Magnetic resonance (MR) imaging techniques are at the center of studies on multiple sclerosis (MS), an autoimmune disorder characterized by demyelination and neurodegeneration in the central nervous system. We aimed to show the differences in the white matter (WM) and cerebrospinal fluid (CSF) volumes in addition to the frontal, temporal, and occipital lobes (OLs) in MS disease and their relations with each other through MR images.

Methods:

Images of 50 MS and 50 control group patients randomly selected for use in our study were obtained from Biruni University Faculty of Medicine. Using volBrain software, the volumes of brain structures were calculated on T1-weighted MR images in accordance with the determined parameters. Data analysis was performed using the IBM SPSS 25 package programs.

Results:

Volumetric calculations with statistically significant results between groups: abnormal appearance white matter (AaWM) (p<0.001), total volume of WM and gray matter (WMGM) (p=0.001), CSF (p=0.002) and frontal lobe (FL) (p=0.024) volumes. Parameters with high correlation according to correlation analysis; WMGM-CSF (r=0.999), FL supplementary motor cortex (SMC) (r=0.742), FL-temporal lobe (TL) (r=0.827), FL-temporal pole (TP) (r=0.652), SMC-TL (r=0.663), TL-TP (r=0.875), OL-occipital pole (r=0.649) and FL-frontal pole (r=0.686) volumes.

Conclusion:

The presence of a decrease in FL and WM against the volumetric increase in AaWM and CSF is the most important of the predicted and significant results in this study. The fact that the significance levels in other parameters are comparatively low indicates that further studies should focus on more specific structures and methods, and all the results obtained can give clinicians a clue for the diagnosis step of MS disease.

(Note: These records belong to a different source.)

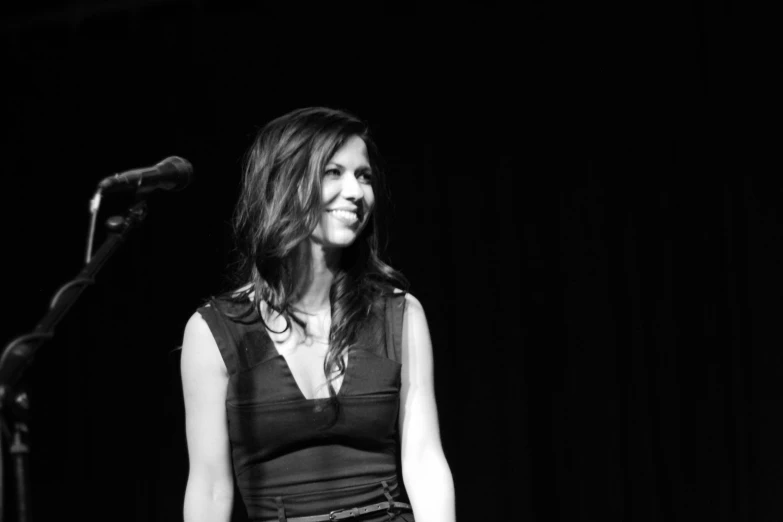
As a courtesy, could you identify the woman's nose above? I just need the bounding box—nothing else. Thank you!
[340,171,363,199]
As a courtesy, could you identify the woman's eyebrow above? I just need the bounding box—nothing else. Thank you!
[326,161,372,170]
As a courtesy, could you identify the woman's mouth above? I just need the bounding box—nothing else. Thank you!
[327,209,359,225]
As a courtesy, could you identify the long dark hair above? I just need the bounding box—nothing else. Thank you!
[221,107,408,404]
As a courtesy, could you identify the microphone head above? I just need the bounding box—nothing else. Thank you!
[152,156,193,192]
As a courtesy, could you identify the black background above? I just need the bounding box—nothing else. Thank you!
[0,0,783,522]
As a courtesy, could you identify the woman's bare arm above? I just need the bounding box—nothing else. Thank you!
[181,313,234,522]
[400,294,456,522]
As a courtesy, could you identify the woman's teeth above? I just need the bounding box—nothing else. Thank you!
[329,210,359,223]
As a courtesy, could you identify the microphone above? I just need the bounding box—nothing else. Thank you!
[98,156,193,194]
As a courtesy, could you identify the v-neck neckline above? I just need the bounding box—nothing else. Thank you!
[269,352,350,402]
[254,300,351,402]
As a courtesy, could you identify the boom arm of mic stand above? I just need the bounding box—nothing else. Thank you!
[0,200,147,522]
[0,200,147,394]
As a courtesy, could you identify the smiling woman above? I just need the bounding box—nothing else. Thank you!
[182,108,454,522]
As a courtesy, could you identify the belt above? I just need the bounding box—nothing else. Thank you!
[286,501,411,522]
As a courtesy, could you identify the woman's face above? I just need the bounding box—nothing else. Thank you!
[311,136,375,247]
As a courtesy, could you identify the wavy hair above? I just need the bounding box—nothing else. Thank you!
[216,107,408,406]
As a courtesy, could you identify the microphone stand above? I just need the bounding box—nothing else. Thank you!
[0,199,147,522]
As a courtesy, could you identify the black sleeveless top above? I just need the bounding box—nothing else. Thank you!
[198,294,405,520]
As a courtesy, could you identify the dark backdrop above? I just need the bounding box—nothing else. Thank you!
[0,0,783,522]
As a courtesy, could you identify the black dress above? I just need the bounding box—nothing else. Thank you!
[198,294,413,521]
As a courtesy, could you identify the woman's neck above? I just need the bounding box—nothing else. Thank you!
[296,241,340,314]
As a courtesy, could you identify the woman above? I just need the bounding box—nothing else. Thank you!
[181,108,455,522]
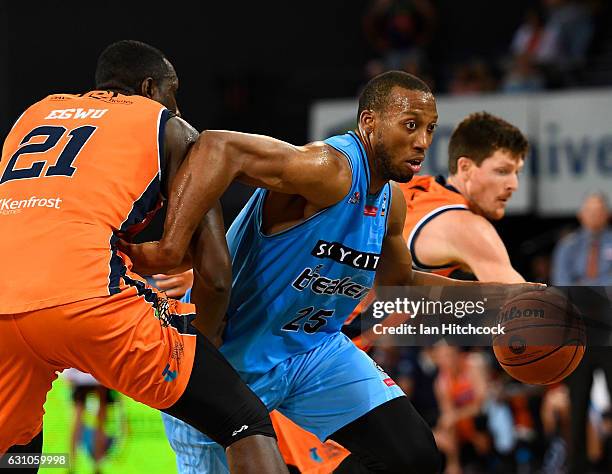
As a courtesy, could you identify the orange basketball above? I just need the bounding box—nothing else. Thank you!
[493,288,586,385]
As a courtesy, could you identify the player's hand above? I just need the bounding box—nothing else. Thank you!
[117,239,180,275]
[153,270,193,298]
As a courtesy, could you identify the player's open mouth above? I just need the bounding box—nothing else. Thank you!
[406,158,423,173]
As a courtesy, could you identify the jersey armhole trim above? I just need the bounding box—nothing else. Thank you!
[348,130,370,190]
[256,143,355,239]
[157,108,174,183]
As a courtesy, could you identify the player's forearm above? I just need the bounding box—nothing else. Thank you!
[408,270,482,286]
[160,132,238,267]
[191,278,230,345]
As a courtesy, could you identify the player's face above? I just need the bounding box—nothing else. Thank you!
[372,87,438,183]
[578,195,609,232]
[466,149,523,220]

Keywords: Multiple sclerosis, MRI, CSF, white matter, brain, T1-weighted

INTRODUCTION

Multiple sclerosis (MS) is a common and popular disease in society. By definition, the disease begins when a chronic autoimmune deficiency affects the central nervous system. Unlike most important pathologies, its symptoms (inflammation, T cell-mediated demyelination, and axonal loss) appear very early (1, 2). Many factors can be effective in the appearance or progression of this disease, the most important of which are environmental, genetic, and epigenetic factors. Although there are more than 2.5 million MS patients worldwide, it is stated that the prevalence of MS in Turkey is between 41.1 and 101.4 per 100,000 people (3). Despite many studies, the large number of factors with which it can interact indicates that there is still a need for new studies on MS (4).

In the clinical reflection of MS, cognitive abnormalities, impairments in attention, and information processing speed can be counted among the major functional disorders. It is known that mental disorders can occur with anatomical damage or lesions in the frontal lobe (FL) of the brain. This situation can be seen as a factor that emphasize the pathology or morphology of the FL of the brain (5). In addition, pathologies in areas where some lesions or changes may compress the optic nerve, such as the retrobulbar region in visually impaired patients, can be seen in the magnetic resonance imaging (MRI) findings of MS patients (6).

Symptoms such as poor memory use and processing of new information in the memory and brain indicate that MS affects the hippocampal region in particular and the temporal lobe (TL) in general (7). One of the most distinctive differential diagnoses of neuromyelitis optica spectrum diseases, which is a type of MS that shows radiologically similar symptoms to MS, is the positive relationship between peripapillary retinal nerve fibers and the gray matter (GM) of the occipital lobe (OL) (8). This may indicate that MS disease may cause the OL (visual cortex) to be affected or that pathology in the relevant region may give a symptom of MS.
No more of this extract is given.